Zwei immergrüne Ziersträucher mit besonderen Blättern
Im Winter 2014 von Dr. Wilhelm Mair
Speziell ausgebildete Blätter, man nennt sie Phyllokladien, Flachsprosse oder Scheinblätter, sind das charakteristische Merkmal von zwei nahe miteinander verwandten, immergrünen Sträuchern: dem Stechenden Mäusedorn und dem Traubendorn. Phyllokladien sind flächig verbreiterte Kurztriebe und übernehmen die Funktion der echten Blätter, die zu sehr kleinen, bräunlichen Schuppen reduziert sind und früh abfallen. Auch besitzen die Pflanzen unterirdische Sprossachsen (Rhizome), die Wurzeln tragen und mit denen sie sich vermehren können. Diese Merkmale sind kennzeichnend für die Familie der Spargelgewächse (Asparagaceae), in die sie eingeordnet werden.
Der Stechende Mäusedorn (Ruscus aculeatus L.) ist rund um das Mittelmeer bis Vorderasien heimisch. Er kommt bei uns wild wachsend in größeren Beständen als Unterwuchs der flaumeichenreichen Buschwälder in den südexponierten Sonnenhängen des Etschtales bis Vilpian vor.
Der höchstens 1 m hohe, horstig wachsende Strauch hat steife und aufrechte grüne Sprosse, deren blattartig abgeflachten Seitenzweige in einer feinen, stechenden Spitze (lat. aculeatus = zugespitzt) auslaufen. Auf diesen „Blättern“ entspringen aus der Achsel eines ebenso kleinen Blättchens etwa 5 mm große, unscheinbare, gelblich weiße, eingeschlechtige Blüten. Die Staubfäden sind röhrig verwachsen und purpurn. Die Früchte sind glänzende, rote Beeren, die durch Drehen der Flachsprosse auf deren Unterseite zu sitzen scheinen. Sie bleiben über dem Winter am dunkelgrün gefärbten Strauch und heben sich lebhaft von den fahlgelben Blättern des Buschwaldes und den abgestorbenen Gräsern und Kräutern ab. Die Beeren gelten als leicht giftig. Die jungen Wurzelsprosse wurden früher als Gemüse gegessen, so wie jetzt der verwandte Spargel.

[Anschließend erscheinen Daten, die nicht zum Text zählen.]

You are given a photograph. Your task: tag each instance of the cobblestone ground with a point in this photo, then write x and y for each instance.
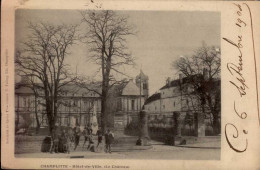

Der deutsche Name „Mäusedorn“ rührt wahrscheinlich daher, dass die Bauern Zweige mit den stacheligen Blattsprossen ausgelegt haben, um Mäuse von Vorräten fernzuhalten. In der Bozner Gegend ist die Pflanze als „Kosmaskraut“ bekannt und wurde früher an der Eingangstür zum „Buschen“ befestigt. Die grünen Zweige mit den dekorativen Beeren werden in manchen Gegenden als Weihnachtsschmuck und in Trockensträußen verwendet.
Die getrockneten Wurzeln werden seit der Antike als Arzneipflanze verwendet. Die Wirkstoffe in Wurzelextrakten besitzen entwässernde, gefäßverengende und entzündungshemmende Wirkung und werden standardisiert in zahlreichen Fertigpräparaten zur unterstützenden Therapie u.a. bei Venenschwäche, Durchblutungsstörungen und Hämorrhoiden verwendet.
Vorkommen: am Tappeinerweg, an der Gilfpromenade, in den Gärten von Schloss Trauttmansdorff.